Toxicity and ecotoxicity depend on the bioassay indicator and the endpoints considered [40]. Differences in sensitivity of plant species to various pollutants have been demonstrated [10,41–43]. Wang and Freekmark [17] reviewed and concluded that sensitivity varies among toxicants and taxonomic groups and species. The choice of the bioindicator variety has already been showed for species like potato or wheat.

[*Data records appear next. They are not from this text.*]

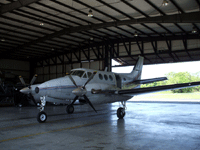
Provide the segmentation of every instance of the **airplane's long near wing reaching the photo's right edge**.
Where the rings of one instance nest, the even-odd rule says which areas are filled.
[[[142,94],[147,94],[147,93],[194,87],[198,85],[200,85],[200,82],[181,83],[181,84],[173,84],[173,85],[148,87],[148,88],[118,90],[118,91],[115,91],[115,94],[136,96],[136,95],[142,95]]]

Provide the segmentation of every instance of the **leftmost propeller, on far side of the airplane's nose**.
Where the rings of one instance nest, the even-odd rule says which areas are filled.
[[[36,80],[36,78],[37,78],[37,74],[35,74],[34,76],[33,76],[33,78],[32,78],[32,80],[31,80],[31,82],[30,82],[30,84],[28,85],[28,87],[27,88],[24,88],[24,89],[22,89],[22,90],[20,90],[22,93],[26,93],[27,92],[27,90],[30,90],[31,89],[31,85],[33,85],[33,83],[35,82],[35,80]],[[26,86],[27,84],[25,83],[25,81],[24,81],[24,79],[23,79],[23,77],[22,76],[19,76],[19,79],[20,79],[20,81],[21,81],[21,83],[24,85],[24,86]],[[27,93],[26,93],[27,94]],[[31,99],[32,101],[33,101],[33,103],[37,106],[37,103],[36,103],[36,101],[35,101],[35,99],[34,99],[34,97],[33,97],[33,95],[29,92],[28,93],[28,95],[27,95],[27,97],[29,98],[29,99]]]

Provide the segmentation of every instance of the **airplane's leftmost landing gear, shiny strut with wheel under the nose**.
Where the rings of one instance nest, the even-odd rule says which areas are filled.
[[[40,97],[40,112],[37,115],[37,121],[39,123],[44,123],[47,120],[47,114],[44,112],[44,106],[46,105],[45,96]]]

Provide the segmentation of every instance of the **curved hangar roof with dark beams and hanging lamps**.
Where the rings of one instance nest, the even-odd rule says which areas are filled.
[[[170,49],[171,40],[182,40],[185,55],[200,60],[200,44],[192,49],[198,55],[194,59],[187,47],[188,39],[200,38],[199,0],[168,2],[164,6],[163,0],[1,1],[0,58],[41,60],[105,40],[123,43],[131,39],[140,50],[141,42],[152,43],[154,53],[154,41],[166,41]],[[88,17],[89,11],[93,17]],[[178,53],[170,55],[178,58]],[[115,59],[132,64],[131,57]]]

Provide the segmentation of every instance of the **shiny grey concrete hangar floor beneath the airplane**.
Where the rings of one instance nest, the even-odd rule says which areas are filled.
[[[46,123],[36,120],[35,107],[0,108],[1,150],[200,150],[200,104],[127,102],[118,120],[118,103],[47,106]]]

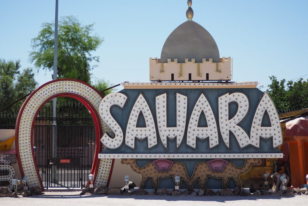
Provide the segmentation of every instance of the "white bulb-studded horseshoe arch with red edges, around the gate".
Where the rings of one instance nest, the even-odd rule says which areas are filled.
[[[98,159],[98,153],[102,149],[102,144],[100,144],[99,140],[103,134],[102,126],[104,127],[99,117],[98,109],[103,96],[93,86],[75,79],[57,79],[47,82],[34,90],[22,104],[17,116],[15,130],[17,160],[22,177],[28,177],[28,187],[39,186],[44,189],[39,170],[36,166],[33,150],[34,120],[40,108],[47,101],[58,96],[77,99],[90,111],[95,126],[95,152],[91,174],[94,174],[95,184],[105,183],[105,185],[107,184],[108,186],[113,160],[101,159],[99,161]],[[107,164],[100,164],[102,161],[107,162]],[[102,165],[107,168],[101,168]],[[104,171],[105,174],[107,172],[107,176],[102,177],[102,175],[100,175],[100,177],[97,177],[98,171],[101,170]]]

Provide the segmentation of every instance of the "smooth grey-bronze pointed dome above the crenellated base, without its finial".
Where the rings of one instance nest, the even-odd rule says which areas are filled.
[[[160,62],[177,59],[178,63],[185,63],[185,59],[191,61],[192,58],[196,63],[201,63],[203,58],[219,62],[219,51],[215,40],[205,28],[194,21],[186,21],[168,36],[161,50]]]

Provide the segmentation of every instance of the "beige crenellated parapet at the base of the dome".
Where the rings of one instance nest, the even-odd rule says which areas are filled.
[[[231,57],[222,57],[217,63],[213,59],[202,59],[202,63],[195,63],[195,59],[185,59],[185,63],[168,59],[161,63],[158,58],[150,58],[150,81],[229,81],[231,62]]]

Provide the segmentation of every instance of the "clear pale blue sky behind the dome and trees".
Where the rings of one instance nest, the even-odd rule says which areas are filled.
[[[95,23],[95,33],[104,38],[93,52],[100,56],[94,78],[149,82],[149,57],[160,58],[168,35],[187,20],[187,7],[186,0],[59,0],[59,18],[74,15],[83,24]],[[271,75],[308,78],[308,1],[193,0],[192,8],[193,21],[210,32],[220,56],[233,58],[233,81],[265,87]],[[55,0],[2,0],[0,18],[0,58],[33,67],[31,39],[42,23],[55,19]],[[51,72],[40,71],[35,78],[41,85],[51,80]]]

Beside the risk of toxicity underestimation when only one bioassay is used [44], Cairns and Pratt [45] concluded that the potential difference in results from one species to another may affect the extrapolation accuracy.
4 Conclusion
This study demonstrated that among multiple variable germination and elongation test proceeding parameters, control water quality and seeds density did not affect neither lettuce GR nor root or total lengths. However, when sensitivity differences among species are well known, it appears that the cultivar has a major effect in the assessment of discharge water toxicity: we suggest choosing carefully the bioindicator cultivar, and maybe carrying out rapid tests among multiple cultivar. It would be interesting in further investigations to determine which physiological phenomena (e.g., metal uptake) are different, and can explain the ecotoxicological differences observed.
Disclosure of interest
The authors declare that they have no competing interest.
Acknowledgements
The authors are grateful to the Ville de Besançon, which funded Anne Priac's PhD, to Sophie Gavoille and Céline Lagarrigue from the “Agence de l’eau Rhône Méditerrannée Corse”, and to the FEDER (“Fonds européens de développement regional”) for financial support (NIRHOFEX Program 2013–2017). Michael Coeurdassier and Peter Winterton are thanked for critical discussions, and Coline Druart, Philippe Antoine, Xavier Hutinet, and Jocelyn Paillet for technical assistance.